A assistente relata um caso que demonstra a importância da ação: o caso de um adolescente que caiu da laje, fraturou a bacia e precisou de cirurgia, o que causou afastamento das aulas. O Projeto ajudou na necessidade de transporte para as consultas, intermediando para que o estudante tivesse acesso de políticas públicas. “Dialogamos com a Secretaria para que ocorra soluções. Na questão estadual são apenas quatro escolas no território, o que não absorve todos os estudantes e conseguir uma vaga é difícil. Em outro caso, o sistema estava indicando que o menino da Maré teria que estudar em Bangu. O projeto colabora para o diálogo e mostra o valor da educação para a vida, tanto da criança, quanto para a família”, conclui Sousa.
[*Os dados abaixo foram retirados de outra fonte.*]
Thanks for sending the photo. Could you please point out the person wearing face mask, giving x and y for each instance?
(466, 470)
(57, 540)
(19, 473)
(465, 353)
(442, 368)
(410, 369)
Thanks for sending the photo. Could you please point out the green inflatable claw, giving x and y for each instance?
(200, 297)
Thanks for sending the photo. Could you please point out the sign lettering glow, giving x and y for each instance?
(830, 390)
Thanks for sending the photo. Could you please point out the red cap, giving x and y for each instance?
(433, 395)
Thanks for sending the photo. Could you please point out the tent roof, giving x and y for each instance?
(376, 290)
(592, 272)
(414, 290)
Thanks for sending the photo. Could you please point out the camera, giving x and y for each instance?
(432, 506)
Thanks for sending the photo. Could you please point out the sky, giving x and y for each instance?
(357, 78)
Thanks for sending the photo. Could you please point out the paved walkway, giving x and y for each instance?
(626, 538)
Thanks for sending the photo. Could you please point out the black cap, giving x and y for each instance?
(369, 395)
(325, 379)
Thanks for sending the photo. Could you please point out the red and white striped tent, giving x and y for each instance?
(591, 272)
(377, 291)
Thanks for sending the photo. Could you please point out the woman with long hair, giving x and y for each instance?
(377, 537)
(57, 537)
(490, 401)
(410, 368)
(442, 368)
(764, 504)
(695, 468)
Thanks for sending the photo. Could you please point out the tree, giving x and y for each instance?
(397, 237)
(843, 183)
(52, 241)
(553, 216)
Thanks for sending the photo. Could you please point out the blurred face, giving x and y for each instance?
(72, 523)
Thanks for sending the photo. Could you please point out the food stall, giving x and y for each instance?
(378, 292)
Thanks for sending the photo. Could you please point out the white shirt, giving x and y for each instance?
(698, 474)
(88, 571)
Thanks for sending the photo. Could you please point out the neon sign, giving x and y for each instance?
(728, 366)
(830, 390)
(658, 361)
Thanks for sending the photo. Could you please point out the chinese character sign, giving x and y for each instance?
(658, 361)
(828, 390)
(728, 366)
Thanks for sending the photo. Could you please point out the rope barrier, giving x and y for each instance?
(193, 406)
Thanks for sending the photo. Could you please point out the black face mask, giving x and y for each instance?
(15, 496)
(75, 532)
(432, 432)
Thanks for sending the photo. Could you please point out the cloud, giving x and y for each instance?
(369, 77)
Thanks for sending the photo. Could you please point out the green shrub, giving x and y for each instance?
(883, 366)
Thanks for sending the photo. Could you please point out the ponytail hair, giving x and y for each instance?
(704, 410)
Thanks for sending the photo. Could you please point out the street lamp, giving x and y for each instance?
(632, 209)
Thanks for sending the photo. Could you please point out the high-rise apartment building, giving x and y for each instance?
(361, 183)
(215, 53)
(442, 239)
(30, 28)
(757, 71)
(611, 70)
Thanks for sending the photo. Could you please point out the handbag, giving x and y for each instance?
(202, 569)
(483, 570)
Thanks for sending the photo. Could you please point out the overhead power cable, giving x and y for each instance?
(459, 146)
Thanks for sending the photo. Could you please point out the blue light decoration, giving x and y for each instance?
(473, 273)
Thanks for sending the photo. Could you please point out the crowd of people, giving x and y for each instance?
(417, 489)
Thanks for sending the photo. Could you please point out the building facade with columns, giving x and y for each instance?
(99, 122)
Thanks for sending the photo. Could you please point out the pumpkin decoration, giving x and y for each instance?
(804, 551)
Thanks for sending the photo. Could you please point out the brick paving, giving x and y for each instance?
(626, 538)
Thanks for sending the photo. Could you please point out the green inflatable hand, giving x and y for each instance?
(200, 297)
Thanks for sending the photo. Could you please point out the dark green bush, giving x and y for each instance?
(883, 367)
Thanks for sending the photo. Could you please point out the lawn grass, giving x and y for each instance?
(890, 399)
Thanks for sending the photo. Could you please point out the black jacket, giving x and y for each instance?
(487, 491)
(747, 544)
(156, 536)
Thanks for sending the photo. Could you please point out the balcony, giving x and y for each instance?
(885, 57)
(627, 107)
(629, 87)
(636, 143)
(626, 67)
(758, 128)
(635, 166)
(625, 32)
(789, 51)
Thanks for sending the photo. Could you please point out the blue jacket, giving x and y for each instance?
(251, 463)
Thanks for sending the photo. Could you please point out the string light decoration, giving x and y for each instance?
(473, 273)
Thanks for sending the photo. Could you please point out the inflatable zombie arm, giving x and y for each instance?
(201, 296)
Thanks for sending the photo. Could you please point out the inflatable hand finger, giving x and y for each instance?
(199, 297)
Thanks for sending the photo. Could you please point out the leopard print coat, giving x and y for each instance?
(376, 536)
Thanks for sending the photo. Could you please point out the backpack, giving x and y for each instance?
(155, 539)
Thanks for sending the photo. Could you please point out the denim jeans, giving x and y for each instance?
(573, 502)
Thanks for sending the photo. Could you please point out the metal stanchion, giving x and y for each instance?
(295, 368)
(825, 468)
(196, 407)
Geruso Oliveira é pai do jovem Lucas, morador da Nova Holanda. Ele avalia que os projetos de incentivo à permanência do estudante são fundamentais no território. “Sou grato ao projeto Peritech Maré, de oficina de robótica, realizado no Colégio Estadual Professor João Borges de Moraes, localizado na Nova Holanda, onde a equipe ajudou muito o meu filho, que estava desanimado com os estudos. Hoje ele é um jovem dedicado só tenho que agradecer a iniciativa”, conta.
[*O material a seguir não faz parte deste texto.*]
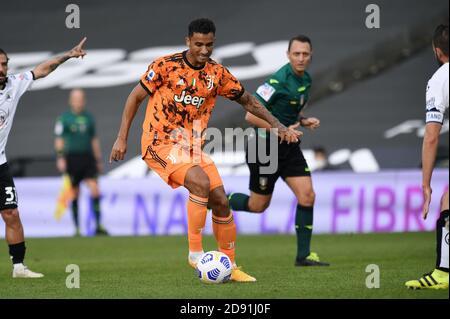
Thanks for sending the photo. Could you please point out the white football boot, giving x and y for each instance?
(22, 271)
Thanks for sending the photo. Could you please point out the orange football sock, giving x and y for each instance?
(197, 210)
(224, 230)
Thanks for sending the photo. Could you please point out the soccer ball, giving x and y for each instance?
(214, 267)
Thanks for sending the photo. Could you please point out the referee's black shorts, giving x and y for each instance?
(80, 167)
(291, 163)
(8, 194)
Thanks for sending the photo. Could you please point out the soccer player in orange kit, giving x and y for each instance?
(183, 88)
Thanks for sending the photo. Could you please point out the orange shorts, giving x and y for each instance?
(172, 163)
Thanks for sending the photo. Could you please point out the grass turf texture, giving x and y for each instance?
(156, 267)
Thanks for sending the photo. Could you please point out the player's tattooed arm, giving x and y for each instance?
(47, 67)
(132, 104)
(253, 106)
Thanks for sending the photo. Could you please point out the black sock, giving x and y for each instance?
(442, 243)
(239, 202)
(96, 208)
(303, 228)
(17, 252)
(75, 212)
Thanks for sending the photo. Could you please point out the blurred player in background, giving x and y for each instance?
(437, 105)
(183, 88)
(78, 154)
(11, 89)
(285, 94)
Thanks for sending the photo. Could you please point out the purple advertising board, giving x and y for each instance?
(346, 202)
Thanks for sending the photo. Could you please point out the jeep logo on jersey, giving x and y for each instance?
(188, 99)
(209, 82)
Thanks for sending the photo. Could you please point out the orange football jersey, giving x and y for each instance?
(182, 97)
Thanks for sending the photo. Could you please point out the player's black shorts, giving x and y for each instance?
(81, 166)
(8, 195)
(291, 163)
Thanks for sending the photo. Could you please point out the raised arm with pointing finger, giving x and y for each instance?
(47, 67)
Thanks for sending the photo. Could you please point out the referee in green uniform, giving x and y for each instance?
(78, 154)
(285, 94)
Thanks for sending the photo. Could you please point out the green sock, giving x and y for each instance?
(96, 208)
(239, 201)
(75, 212)
(303, 227)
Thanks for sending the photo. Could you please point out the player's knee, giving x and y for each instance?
(220, 204)
(200, 186)
(307, 198)
(258, 207)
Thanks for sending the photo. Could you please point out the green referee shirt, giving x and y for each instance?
(285, 94)
(77, 131)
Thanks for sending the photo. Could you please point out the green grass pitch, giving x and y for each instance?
(156, 267)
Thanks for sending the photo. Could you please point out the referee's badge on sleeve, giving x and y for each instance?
(265, 91)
Na favela muitos alunos vão à escola por falta do básico em casa. “Vejo pouco investimento nessa juventude vulnerável, que precisa se sentir orgulhosa, com sentimento de dever cumprido ao estudar. Falta incentivo dos que estão à frente da pasta de educação. Por isso, faltam muitas coisas nas escolas públicas. Por outro lado, o que se encontra são iniciativas de muitos professores que acreditam no aluno”, diz Oliveira.
É preciso correr atrás
As dificuldades que a pandemia trouxe aumentam os riscos de evasão escolar, e o Brasil, que vinha avançando nos últimos anos, pode retroceder até 20 anos no acesso à educação. Para Daniel Remilik, conselheiro tutelar e professor, o assunto merece urgência nos debates. “Recebemos muitas denúncias de escolas informando da evasão de alunos. Na maioria dos casos são meninos. Não consigo falar de números, mas a maioria dos casos vêm do CIEP Estadual César Pernetta, localizado no Parque União, que só em uma semana de junho foram seis evasões. Precisamos agir, no preparatório da Redes da Maré estamos trabalhando o tema Inclusão, acessibilidade e engajamento”, comenta.
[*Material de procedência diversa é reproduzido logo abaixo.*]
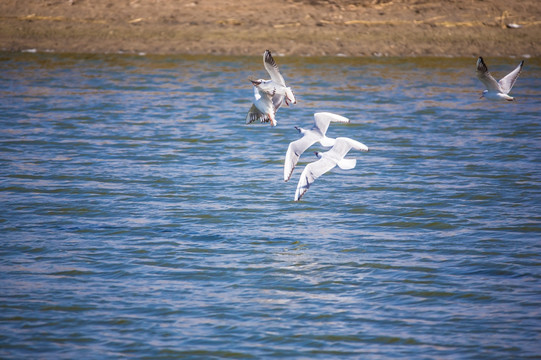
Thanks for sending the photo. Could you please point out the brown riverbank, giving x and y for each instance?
(290, 27)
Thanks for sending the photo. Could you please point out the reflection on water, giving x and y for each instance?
(142, 216)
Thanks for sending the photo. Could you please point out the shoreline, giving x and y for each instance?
(406, 28)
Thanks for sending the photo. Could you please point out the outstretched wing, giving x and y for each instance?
(272, 68)
(277, 101)
(294, 151)
(310, 173)
(485, 77)
(255, 115)
(323, 119)
(507, 82)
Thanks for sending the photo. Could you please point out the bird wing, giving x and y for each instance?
(294, 151)
(310, 173)
(323, 119)
(507, 82)
(272, 68)
(254, 114)
(485, 77)
(278, 101)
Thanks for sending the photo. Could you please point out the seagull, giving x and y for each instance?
(267, 92)
(497, 90)
(327, 161)
(309, 137)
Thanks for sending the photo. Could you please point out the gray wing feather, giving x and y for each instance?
(294, 151)
(272, 68)
(486, 78)
(255, 115)
(310, 173)
(323, 119)
(507, 82)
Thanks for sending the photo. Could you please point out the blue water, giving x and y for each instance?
(142, 218)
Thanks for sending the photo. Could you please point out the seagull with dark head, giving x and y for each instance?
(497, 90)
(327, 161)
(269, 95)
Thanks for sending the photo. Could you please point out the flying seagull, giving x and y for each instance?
(327, 161)
(309, 137)
(270, 94)
(497, 90)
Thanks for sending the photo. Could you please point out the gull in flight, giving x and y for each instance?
(269, 94)
(309, 137)
(327, 161)
(497, 90)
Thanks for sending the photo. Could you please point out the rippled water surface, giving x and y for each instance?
(142, 218)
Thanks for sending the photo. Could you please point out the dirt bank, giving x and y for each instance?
(289, 27)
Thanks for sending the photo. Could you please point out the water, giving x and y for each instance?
(142, 218)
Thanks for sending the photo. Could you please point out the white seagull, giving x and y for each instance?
(269, 94)
(327, 161)
(309, 137)
(497, 90)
A Secretaria de Estado de Educação (Seeduc) informou que está fazendo uma busca ativa para que os alunos não parem de estudar e retomem o vínculo com a escola. Adiantou que as direções estão mobilizadas para reaproximar os jovens que, de alguma maneira, não acessaram a plataforma virtual ou receberam as apostilas. Completou que em relação a Maré, os números de taxa de aprovação e reprovação, respectivamente, das escolas são: Colégio Estadual Professor João Borges de Moraes (93,5% e 6,5%); CE Bahia (97,1% e 2,9%); CE Tenente General Napion (69% e 31%); e Ciep Cesar Pernetta (77% e 23%).
Até o fechamento da matéria a Secretaria Municipal de Educação não tinha retornado o contato.